Se entregó a la causa indígena, sin alimentar el rencor de los oprimidos ni guardar silencio ante la brutalidad de algunos “usos y costumbres” que, durante siglos, han hecho de sus mujeres mercancías intercambiables por animales, granos o bebidas embriagantes. Defendió los derechos humanos y colectivos de los descendientes de los llamados “pueblos originarios”. Pueblos ultrajados antes, durante y después de la Conquista hasta nuestros días, pues han resultado insuficientes o desviados los esfuerzos de curas, seminaristas, líderes, organizaciones y gobiernos, muchos genuinamente comprometidos y otros, no pocos, simplemente negociantes y embaucadores.

Por ello y por mucho más, el dolor por la muerte de ese hombre no será mayor que la alegría de saber que llegó a su fin —después de 96 años— una vida que, apoyada siempre por la de Blanca, su esposa, trazó caminos de virtud pública para los mexicanos, hombres y mujeres, de buena voluntad; ejemplo, sobre todo, para los jóvenes de hoy que desprecian el egoísmo, la corrupción y la mentira que tienen secuestrado el destino de su patria, pero que están dispuestos a hacer algo limpio por ella y por ellos.

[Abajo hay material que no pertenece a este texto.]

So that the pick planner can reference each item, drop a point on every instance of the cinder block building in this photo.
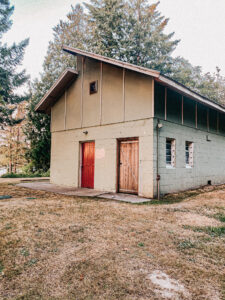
(118, 127)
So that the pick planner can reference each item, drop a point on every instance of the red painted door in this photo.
(88, 165)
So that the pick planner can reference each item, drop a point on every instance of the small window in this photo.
(189, 147)
(93, 87)
(170, 152)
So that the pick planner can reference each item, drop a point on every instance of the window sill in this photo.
(170, 167)
(188, 167)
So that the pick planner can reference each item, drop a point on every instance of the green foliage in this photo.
(10, 58)
(1, 267)
(37, 129)
(220, 217)
(209, 85)
(130, 30)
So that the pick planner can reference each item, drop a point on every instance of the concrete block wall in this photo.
(209, 158)
(65, 154)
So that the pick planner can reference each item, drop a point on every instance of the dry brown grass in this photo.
(61, 247)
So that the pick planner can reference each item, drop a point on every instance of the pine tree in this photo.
(209, 85)
(106, 24)
(71, 33)
(129, 30)
(147, 45)
(10, 58)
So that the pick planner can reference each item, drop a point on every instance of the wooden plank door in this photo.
(128, 166)
(88, 165)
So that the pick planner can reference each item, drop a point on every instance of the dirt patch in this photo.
(193, 219)
(63, 247)
(167, 287)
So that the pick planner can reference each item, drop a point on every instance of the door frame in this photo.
(119, 140)
(80, 161)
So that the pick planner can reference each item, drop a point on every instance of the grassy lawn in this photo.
(63, 247)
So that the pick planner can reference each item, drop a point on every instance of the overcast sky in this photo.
(200, 24)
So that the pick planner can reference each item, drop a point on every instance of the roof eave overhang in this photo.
(155, 74)
(56, 91)
(115, 62)
(189, 93)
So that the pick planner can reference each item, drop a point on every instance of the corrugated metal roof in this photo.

La advertencia del líder y la realidad de la institución le exigen al PAN rectificaciones. Le dijo a su partido, a tiempo, fuerte y claro, cuando éste empezó a escalar mayores espacios de poder: “Si no nos derrotó la derrota, que no nos derrote la victoria”.

A don Luis H. Álvarez y a doña Blanca Magrassi nada ni nadie los derrotó. DESCANSEN EN PAZ, QUE MERECIDO LO TIENEN.